European Journal of Immunology
- Discipline: Allergy. immunology
- Language: English
- Edited by: James Di Santo

Publication details
- History: 1971–present
- Publisher: Wiley-VCH (Germany)
- Frequency: Monthly
- Open access: Online Open
- Impact factor: 5.532 (2020)

Standard abbreviations
- ISO 4: Eur.
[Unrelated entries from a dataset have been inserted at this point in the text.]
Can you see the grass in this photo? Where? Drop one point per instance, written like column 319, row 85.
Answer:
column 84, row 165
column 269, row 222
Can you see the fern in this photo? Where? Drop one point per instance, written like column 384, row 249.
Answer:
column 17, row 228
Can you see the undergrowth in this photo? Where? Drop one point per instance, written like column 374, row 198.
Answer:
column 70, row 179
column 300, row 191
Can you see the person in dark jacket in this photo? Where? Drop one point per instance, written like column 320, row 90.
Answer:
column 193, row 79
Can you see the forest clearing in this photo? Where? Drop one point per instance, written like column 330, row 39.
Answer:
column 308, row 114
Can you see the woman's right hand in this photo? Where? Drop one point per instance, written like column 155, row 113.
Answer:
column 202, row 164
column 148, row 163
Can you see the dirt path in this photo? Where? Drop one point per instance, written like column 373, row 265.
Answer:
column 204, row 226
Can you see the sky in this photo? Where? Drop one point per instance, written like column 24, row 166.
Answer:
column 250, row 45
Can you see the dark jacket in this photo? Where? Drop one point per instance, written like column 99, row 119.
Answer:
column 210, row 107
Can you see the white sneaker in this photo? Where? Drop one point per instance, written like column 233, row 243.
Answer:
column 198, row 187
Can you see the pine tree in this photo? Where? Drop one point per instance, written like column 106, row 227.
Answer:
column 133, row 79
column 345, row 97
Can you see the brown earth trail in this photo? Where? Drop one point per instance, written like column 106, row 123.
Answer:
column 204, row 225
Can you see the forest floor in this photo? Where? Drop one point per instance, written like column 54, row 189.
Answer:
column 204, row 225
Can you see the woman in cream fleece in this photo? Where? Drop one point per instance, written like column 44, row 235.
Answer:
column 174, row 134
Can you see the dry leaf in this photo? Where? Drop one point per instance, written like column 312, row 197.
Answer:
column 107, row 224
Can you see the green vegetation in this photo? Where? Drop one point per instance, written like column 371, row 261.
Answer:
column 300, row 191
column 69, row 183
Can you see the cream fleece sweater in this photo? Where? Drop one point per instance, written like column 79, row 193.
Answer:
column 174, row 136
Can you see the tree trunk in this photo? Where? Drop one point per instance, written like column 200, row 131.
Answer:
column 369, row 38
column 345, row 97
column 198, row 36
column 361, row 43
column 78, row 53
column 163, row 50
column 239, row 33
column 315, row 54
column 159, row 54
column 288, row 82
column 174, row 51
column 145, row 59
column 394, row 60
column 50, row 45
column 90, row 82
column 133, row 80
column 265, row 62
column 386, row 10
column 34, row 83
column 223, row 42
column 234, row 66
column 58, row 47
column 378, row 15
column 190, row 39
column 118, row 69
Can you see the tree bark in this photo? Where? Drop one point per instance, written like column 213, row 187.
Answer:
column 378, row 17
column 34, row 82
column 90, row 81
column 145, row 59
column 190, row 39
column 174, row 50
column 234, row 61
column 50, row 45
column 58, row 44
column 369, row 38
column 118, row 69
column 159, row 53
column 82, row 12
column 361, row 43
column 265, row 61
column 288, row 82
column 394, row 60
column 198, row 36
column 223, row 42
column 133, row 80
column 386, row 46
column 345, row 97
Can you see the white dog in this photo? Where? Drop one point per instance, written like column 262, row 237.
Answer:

J. Immunol.

Indexing
- CODEN: EJIMAF
- ISSN: 0014-2980 (print) 1521-4141 (web)
- OCLC no.: 01568458

Links
- Journal homepage; European Federation of Immunological Societies;

= European Journal of Immunology =

The European Journal of Immunology is an academic journal of the European Federation of Immunological Societies covering basic immunology research, with a primary focus on antigen processing, cellular immune response, immunity to infection, immunomodulation, leukocyte signalling, clinical immunology, innate immunity, molecular immunology, and related new technology.

The editor-in-chief is James Di Santo. According to the Journal Citation Reports, the journal had a 2020 impact factor of 5.532.

Professionals in the fields of immunology, biochemistry, infection, oncology, hematology, cell biology, rheumatology, endocrinology and molecular biology make up the journal's readership.